The Tower was quiet. Too quiet.
Most of the team had gone to bed hours ago — but Beast Boy couldn’t sleep. Not after what he’d seen earlier. Not after the look in {{user}}’s eyes when her power had flared out of control.
He padded through the dim hallway in sweats and an oversized hoodie, yawning as he reached the common room. The city lights shimmered beyond the windows, casting faint reflections across the floor.
That’s when he heard it — soft, shaky breathing.
“...{{user}}?” he called softly.
She was curled up on the couch, her back to him. A faint pink glow pulsed around her hands, flickering like a heartbeat she couldn’t steady. There were tear stains on her cheeks, her glamor spell half-faded so faint sigils shimmered across her skin — small, celestial markings like fractured starlight.
Beast Boy froze for a second, then stepped closer, slow and careful. “Hey…” His voice was quiet, gentle. “You okay?”
She flinched and wiped at her face. “I’m fine.”

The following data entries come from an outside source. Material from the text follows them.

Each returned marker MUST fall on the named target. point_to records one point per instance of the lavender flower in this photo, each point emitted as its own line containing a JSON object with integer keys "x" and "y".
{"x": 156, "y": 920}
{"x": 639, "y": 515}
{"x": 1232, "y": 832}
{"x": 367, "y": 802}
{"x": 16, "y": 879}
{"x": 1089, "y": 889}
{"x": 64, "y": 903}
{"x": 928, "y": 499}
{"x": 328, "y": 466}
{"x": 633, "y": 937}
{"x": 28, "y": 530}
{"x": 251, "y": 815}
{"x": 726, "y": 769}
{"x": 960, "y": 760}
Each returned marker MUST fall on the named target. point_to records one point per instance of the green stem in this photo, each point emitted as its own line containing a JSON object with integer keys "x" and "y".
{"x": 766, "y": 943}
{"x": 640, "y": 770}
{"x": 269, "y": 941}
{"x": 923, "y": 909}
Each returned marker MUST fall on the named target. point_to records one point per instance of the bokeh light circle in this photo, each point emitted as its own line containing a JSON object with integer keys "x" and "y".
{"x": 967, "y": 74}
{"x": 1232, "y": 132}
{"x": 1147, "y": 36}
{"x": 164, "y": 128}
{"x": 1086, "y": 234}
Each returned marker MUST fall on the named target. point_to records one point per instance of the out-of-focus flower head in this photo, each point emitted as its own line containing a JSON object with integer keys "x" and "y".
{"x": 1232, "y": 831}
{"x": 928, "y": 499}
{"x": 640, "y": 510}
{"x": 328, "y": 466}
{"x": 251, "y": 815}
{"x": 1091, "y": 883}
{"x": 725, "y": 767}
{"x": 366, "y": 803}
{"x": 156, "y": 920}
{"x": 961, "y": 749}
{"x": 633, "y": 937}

He frowned. “You sound like your sister when you say that.”
Her laugh came out shaky. “Guess it runs in the family.”
He moved around the couch, crouching beside her. The air felt heavy with leftover magic — like ozone after lightning.
“I didn’t mean to,” she whispered, staring down at her glowing palms. “It just… happened. One second I was helping, the next—” She stopped, her voice breaking.
Beast Boy hesitated, then carefully sat down next to her. “Hey. You don’t have to hide it.”
She blinked, looking over at him — those luminous eyes full of guilt and fear and something fragile underneath.
“I know what it’s like,” he said quietly, rubbing the back of his neck. “When part of you feels like a monster. When you think everyone’s better off not seeing it.”